Les plantes et les animaux se reproduisent et se multiplient gratuitement dans le champ du paysan.
Ils font une concurrence déloyale
aux fabricants d’agrotoxiques-semenciers autoproclamés " industriels des
sciences de la vie ".
Depuis des décennies, avec le soutien de l’Union européenne et des gouvernements, ces Tartuffe s’efforcent au nom du Progrès d’accroître encore leur mainmise sur ce que les agriculteurs produisent et sur ce que nous mangeons.
Ces industriels décident maintenant des " variétés " que les agriculteurs ont le droit de cultiver et donc que nous avons le
droit de manger. Seules sont autorisées à la vente, les " variétés " (en réalité, ce sont des clones, des plantes génétiquement identiques, le contraire d’une variété - adieu la biodiversité !) inscrites au catalogue.
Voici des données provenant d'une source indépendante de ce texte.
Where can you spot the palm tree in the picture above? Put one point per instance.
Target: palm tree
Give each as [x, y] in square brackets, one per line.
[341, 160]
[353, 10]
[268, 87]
Cette inscription coûte cher et doit être renouvellée chaque année.
Seuls les producteurs d’agrotoxiques et de semences en ont les moyens.
Ces clones officiels ont été conçus en vue d’une production industrielle, quasiment hors-sol, fondée sur l’utilisation massive de
poisons industriels - pesticides, herbicides, fongicides, engrais, hormones, plastiques - sur une main d’ouvre immigrée, temporaire,
privée des droits les plus élémentaires et sur une spécialisation géographique qui entraîne des gaspillages immenses - transport,
irrigation, pollution.
Dans le bassin méditerranéen, en Espagne, en France, en Italie, mais aussi en Hollande, des dizaines de milliers d’ouvriers migrants, souvent clandestins ou ce qui revient presque au même, sous contrat avec un office étatique qui organise leur immigration-exploitation en se gardant de faire respecter par les employeurs les clauses des contrats de
travail signées sous leur égide triment dans des serres empoisonnées par les pesticides, logent dans des bidonvilles de plastique pour des salaires misérables, parfois même sans être payés..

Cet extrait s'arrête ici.